Process Scheduling/Threads

Ron Jeffries ronjeffries at acm.org
Wed Apr 13 15:33:29 UTC 2005


If I recall correctly, Smalltalk forks only yield when explicitly
told to. So if there had been a "Processor yield" in each fork, I
think you'd have seen more what you were looking for.

Ron Jeffries
www.XProgramming.com
Will Turner: This is either madness or brilliance.
Captain Jack Sparrow: It's remarkable how often those two traits coincide. 

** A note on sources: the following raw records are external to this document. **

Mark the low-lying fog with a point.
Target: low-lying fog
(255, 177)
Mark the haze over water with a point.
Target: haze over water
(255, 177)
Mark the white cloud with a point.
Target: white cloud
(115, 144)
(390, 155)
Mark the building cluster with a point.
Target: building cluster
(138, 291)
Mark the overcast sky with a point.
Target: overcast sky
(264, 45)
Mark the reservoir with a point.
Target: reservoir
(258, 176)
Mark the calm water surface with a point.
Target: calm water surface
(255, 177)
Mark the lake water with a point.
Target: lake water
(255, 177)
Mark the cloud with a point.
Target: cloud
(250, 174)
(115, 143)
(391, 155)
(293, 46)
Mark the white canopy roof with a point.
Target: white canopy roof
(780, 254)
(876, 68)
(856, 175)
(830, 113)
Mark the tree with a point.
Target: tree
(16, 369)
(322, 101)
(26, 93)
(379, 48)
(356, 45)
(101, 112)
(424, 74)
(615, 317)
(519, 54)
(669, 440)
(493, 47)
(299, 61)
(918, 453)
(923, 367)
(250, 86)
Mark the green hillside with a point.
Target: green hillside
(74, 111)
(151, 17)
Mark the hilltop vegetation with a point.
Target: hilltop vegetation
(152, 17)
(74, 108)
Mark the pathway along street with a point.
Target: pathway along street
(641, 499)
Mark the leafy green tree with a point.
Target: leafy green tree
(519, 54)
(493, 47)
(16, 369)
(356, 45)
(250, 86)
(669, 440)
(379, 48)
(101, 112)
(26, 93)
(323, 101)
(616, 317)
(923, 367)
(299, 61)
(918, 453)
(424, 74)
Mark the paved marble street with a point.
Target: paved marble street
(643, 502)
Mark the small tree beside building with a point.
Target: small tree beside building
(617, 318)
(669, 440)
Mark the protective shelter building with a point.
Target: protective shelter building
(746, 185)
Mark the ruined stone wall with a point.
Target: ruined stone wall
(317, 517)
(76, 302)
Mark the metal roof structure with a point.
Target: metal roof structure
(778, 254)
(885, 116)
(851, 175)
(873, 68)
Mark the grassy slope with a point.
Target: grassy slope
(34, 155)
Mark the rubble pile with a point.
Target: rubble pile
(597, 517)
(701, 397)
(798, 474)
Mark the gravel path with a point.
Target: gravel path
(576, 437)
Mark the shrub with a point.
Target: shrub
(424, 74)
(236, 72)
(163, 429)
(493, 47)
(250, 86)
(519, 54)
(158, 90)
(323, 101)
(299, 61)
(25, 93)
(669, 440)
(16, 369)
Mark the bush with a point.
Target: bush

On Wednesday, April 13, 2005, at 10:36:20 AM, Daniel Salama wrote:

> I ran the following:

> queue := SharedQueue new.
> [10000 timesRepeat: [queue nextPut: 1]] fork.
> [10000 timesRepeat: [queue nextPut: 2]] fork.
> queue inspect.

> and when I inspected "queue", it shows all 1s and then all 2s. If I'm
> forking these two processes, shouldn't they run concurrently? I should
> be able to see 1s and 2s mixed up.

> Then looking into this, I came across someone that said I should 
> execute:

> ProcessorScheduler startTimeSlicing.

> before anything. However, I couldn't find this method in Squeak's 
> ProcessorScheduler (it may be a VW thing).